Ob du von einem Datenleck betroffen bist, prüfst du kostenlos mit dem Identity Leak Checker des Hasso-Plattner-Instituts oder mit Have I Been Pwned. Du gibst deine E-Mail-Adresse ein und erfährst, in welchen Lecks sie auftaucht und welche Datenarten betroffen waren. Beim HPI-Dienst kommt das Ergebnis per Mail an genau diese Adresse.

Muss ich nach einem Datenleck wirklich alle Passwörter ändern?

Nach einem Datenleck musst du das betroffene Passwort ändern und jedes weitere Konto, bei dem du dasselbe oder ein ähnliches Passwort nutzt. Wer überall ein eigenes Passwort verwendet, muss nur eines wechseln. Deshalb lohnt sich ein Passwort-Manager, der für jedes Konto ein einzigartiges Passwort erzeugt und speichert.

Welche Rechte habe ich, wenn ein Unternehmen meine Daten verloren hat?

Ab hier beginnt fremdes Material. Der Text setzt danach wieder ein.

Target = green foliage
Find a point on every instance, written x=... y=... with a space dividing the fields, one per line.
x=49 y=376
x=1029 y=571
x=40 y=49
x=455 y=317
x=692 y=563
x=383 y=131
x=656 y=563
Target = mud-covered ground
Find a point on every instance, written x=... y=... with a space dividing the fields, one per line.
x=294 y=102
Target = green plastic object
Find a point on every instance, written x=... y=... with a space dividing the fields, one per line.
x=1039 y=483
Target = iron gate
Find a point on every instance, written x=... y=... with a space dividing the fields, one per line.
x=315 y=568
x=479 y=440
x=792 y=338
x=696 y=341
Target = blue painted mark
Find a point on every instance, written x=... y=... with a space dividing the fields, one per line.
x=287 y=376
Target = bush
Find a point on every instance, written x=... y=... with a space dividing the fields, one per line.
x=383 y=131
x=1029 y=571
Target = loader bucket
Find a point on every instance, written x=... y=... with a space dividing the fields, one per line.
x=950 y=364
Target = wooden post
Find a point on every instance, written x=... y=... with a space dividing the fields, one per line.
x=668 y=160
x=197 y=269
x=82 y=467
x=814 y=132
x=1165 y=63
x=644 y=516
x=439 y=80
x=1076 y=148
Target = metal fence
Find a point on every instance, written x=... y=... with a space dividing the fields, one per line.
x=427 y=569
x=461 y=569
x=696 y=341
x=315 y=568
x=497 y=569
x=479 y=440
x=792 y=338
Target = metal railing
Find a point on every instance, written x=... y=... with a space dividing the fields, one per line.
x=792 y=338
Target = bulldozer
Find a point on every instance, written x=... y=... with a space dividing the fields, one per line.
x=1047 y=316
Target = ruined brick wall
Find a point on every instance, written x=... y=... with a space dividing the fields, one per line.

Bei einem Datenleck hast du nach der DSGVO mehrere Rechte. Das Unternehmen muss dich bei hohem Risiko benachrichtigen (Artikel 34), es muss dir auf Wunsch Auskunft geben (Artikel 15), und dir kann Schadensersatz zustehen (Artikel 82). Der Bundesgerichtshof hat 2024 entschieden, dass schon der bloße Kontrollverlust über die Daten ein ersatzfähiger Schaden sein kann.

Kann ich Schadensersatz verlangen, ohne einen konkreten Missbrauch nachzuweisen?

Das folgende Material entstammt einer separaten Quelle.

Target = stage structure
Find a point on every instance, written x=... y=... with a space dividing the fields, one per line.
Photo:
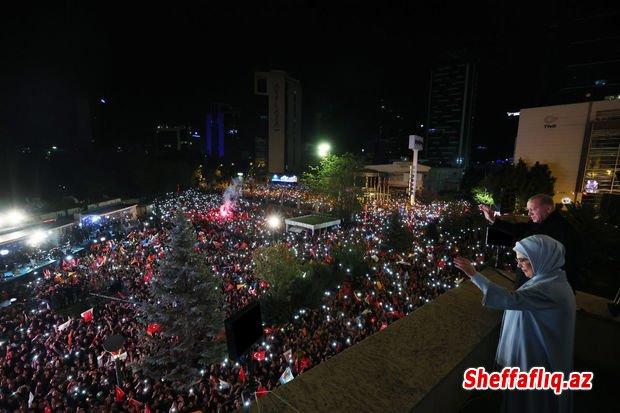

Ja, für Schadensersatz nach einem Datenleck musst du keinen konkreten Missbrauch nachweisen. Der Bundesgerichtshof hat 2024 festgehalten, dass bereits der Verlust der Kontrolle über die eigenen Daten genügen kann. Für diesen reinen Kontrollverlust hat das Gericht rund 100 Euro als angemessen angesehen. Einen Anspruch machst du gegenüber dem verantwortlichen Unternehmen geltend.

Was mache ich, wenn meine Kontodaten in einem Leck waren?

Wenn Konto- oder Kartendaten in einem Leck waren, informiere sofort deine Bank und lass gegebenenfalls die Karte sperren. Kontrolliere deine Umsätze in den kommenden Wochen genau und widersprich jeder Abbuchung, die du nicht kennst. Unberechtigte Abbuchungen kannst du zurückholen. Bei Missbrauch erstatte zusätzlich Anzeige bei der Polizei.

Bringt es etwas, das Passwort zu ändern, wenn das Leck schon Monate her ist?

Ja, ein Passwortwechsel lohnt sich auch Monate nach einem Leck. Geleakte Daten werden weiterverkauft und noch lange verwendet, oft erst dann, wenn die Aufmerksamkeit nachgelassen hat. Ein neues, einzigartiges Passwort und die Zwei-Faktor-Anmeldung entwerten das alte Passwort, unabhängig davon, wie lange das Leck zurückliegt.